5. Calculate the calibration factor using the following formula:
   calibration_factor = (known_weight_1 - known_weight_2) / (ADC_reading_1 - ADC_reading_2)

Once you have the calibration factor, you can use it to convert ADC readings to weight measurements:

weight = ADC_reading * calibration_factor

Using the HX711 with Arduino

To use the HX711 with an Arduino, you can use the HX711 Arduino library. Here’s a simple example sketch that demonstrates how to read weight measurements from a load cell:

#include "HX711.h"

const int LOADCELL_DOUT_PIN = 2;
const int LOADCELL_SCK_PIN = 3;

HX711 scale;

void setup() {
  Serial.begin(9600);
  scale.begin(LOADCELL_DOUT_PIN, LOADCELL_SCK_PIN);
  scale.set_scale(your_calibration_factor);
  scale.tare();
}

void loop() {
  if (scale.is_ready()) {
    float weight = scale.get_units();
    Serial.print("Weight: ");
    Serial.print(weight, 3);
    Serial.println(" kg");
  } else {
    Serial.println("HX711 not found.");
  }

  delay(500);
}

Make sure to replace your_calibration_factor with the calibration factor you calculated during the calibration process.

Troubleshooting

If you encounter issues while using the HX711 and load cell, consider the following:

1. Check your wiring connections to ensure they are correct and secure.
2. Verify that your load cell is compatible with the HX711 (check the load cell’s datasheet).
3. Ensure that your power supply is stable and provides enough current for the HX711 and load cell.
4. Recalibrate your load cell if measurements seem inaccurate.
5. Check for any physical damage to the load cell or HX711.

FAQs

1. Q: Can I use the HX711 with a 5V Arduino?
   A: Yes, the HX711 is compatible with 5V and 3.3V microcontrollers.

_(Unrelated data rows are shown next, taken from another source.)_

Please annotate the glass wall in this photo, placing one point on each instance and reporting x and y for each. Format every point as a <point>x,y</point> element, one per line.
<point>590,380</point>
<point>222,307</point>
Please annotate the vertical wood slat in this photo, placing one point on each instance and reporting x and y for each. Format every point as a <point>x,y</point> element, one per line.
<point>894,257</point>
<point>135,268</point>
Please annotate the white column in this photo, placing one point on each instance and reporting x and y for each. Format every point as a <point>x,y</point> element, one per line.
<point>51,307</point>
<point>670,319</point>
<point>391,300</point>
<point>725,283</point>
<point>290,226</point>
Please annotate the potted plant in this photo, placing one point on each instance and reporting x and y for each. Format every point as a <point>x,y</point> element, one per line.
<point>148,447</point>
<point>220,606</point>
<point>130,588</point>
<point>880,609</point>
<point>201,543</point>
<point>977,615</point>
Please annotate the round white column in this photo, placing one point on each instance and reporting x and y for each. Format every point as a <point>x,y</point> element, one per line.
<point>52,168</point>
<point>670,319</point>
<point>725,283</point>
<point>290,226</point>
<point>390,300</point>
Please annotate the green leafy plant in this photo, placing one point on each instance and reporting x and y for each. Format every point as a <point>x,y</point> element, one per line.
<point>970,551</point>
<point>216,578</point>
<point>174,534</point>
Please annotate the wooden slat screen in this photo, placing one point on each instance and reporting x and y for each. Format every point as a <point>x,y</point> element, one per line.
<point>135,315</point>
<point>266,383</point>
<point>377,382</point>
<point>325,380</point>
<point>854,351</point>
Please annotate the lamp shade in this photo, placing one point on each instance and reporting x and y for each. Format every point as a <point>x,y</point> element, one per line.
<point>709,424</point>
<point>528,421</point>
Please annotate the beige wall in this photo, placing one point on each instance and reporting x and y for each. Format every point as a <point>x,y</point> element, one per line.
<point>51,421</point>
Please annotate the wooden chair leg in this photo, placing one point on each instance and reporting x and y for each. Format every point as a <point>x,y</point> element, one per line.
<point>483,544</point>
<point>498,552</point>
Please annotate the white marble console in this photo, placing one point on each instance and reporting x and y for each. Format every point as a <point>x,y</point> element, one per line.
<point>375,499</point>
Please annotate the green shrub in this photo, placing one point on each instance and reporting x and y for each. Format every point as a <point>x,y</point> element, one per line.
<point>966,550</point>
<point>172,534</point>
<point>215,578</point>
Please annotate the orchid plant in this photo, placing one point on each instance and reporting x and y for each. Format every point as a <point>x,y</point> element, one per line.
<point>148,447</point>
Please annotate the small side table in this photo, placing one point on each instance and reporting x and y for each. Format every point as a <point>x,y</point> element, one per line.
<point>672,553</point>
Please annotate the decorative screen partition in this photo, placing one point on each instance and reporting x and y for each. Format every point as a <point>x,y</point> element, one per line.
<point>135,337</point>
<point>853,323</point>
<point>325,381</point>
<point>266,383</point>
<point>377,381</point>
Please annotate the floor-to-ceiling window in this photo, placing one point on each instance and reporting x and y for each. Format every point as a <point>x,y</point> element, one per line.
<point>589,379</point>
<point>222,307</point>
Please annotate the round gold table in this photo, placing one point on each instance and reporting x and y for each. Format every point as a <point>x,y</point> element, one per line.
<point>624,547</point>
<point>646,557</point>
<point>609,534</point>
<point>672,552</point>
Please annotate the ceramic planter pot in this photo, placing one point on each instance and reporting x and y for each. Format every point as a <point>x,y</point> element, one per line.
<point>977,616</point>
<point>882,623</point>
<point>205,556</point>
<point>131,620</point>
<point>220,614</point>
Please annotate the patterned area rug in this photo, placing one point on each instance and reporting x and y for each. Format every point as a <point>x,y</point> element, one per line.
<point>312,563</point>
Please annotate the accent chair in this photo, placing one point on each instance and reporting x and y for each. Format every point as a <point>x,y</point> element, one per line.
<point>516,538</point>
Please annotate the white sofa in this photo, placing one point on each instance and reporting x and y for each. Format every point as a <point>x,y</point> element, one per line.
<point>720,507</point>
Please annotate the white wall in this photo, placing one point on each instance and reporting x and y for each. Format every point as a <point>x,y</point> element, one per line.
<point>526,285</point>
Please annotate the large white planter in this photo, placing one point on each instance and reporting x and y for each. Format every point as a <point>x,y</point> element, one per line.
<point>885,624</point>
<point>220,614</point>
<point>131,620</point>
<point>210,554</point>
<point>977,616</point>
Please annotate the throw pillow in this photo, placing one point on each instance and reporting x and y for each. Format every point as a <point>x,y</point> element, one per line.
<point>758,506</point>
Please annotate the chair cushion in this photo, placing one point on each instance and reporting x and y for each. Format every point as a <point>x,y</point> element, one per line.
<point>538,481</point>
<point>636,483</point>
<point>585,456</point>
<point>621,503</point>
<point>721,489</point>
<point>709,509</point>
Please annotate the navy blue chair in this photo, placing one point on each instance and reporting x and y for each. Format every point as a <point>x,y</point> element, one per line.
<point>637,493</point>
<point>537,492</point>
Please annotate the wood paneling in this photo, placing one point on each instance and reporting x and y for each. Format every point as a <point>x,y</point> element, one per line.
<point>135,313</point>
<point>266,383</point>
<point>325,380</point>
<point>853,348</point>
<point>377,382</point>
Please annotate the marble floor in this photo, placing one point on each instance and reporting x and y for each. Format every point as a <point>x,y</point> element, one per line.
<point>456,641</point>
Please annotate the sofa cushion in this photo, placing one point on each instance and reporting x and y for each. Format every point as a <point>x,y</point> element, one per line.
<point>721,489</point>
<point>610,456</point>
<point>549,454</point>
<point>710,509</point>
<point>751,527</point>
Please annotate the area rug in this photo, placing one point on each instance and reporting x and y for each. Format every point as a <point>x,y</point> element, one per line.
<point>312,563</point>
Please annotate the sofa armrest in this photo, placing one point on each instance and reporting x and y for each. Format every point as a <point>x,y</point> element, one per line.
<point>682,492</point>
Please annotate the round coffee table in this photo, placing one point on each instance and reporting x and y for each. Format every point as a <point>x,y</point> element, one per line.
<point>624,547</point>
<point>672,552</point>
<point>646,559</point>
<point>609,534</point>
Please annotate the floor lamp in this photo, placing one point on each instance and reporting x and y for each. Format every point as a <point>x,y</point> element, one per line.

2. Q: How do I connect multiple load cells to one HX711?
   A: You can connect multiple load cells in parallel to one HX711. Make sure that the total capacity of the load cells does not exceed the HX711’s maximum input range.

3. Q: What is the maximum sampling rate of the HX711?
   A: The HX711 has two selectable output data rates: 10 samples per second (SPS) and 80 SPS.

4. Q: How can I improve the accuracy of my weight measurements?
   A: To improve accuracy, ensure that your load cell is properly calibrated, use a stable power supply, and consider using noise-reduction techniques like averaging multiple readings or applying a digital filter.

5. Q: Can I use the HX711 with a Raspberry Pi?
   A: Yes, you can use the HX711 with a Raspberry Pi using libraries like the HX711 Python Library.

In conclusion, the HX711 and load cells form a powerful combination for creating accurate and reliable weight measurement systems. By understanding the HX711’s features, properly connecting and calibrating your load cell, and following best practices, you can build a LoadCellGuide that meets your application’s requirements.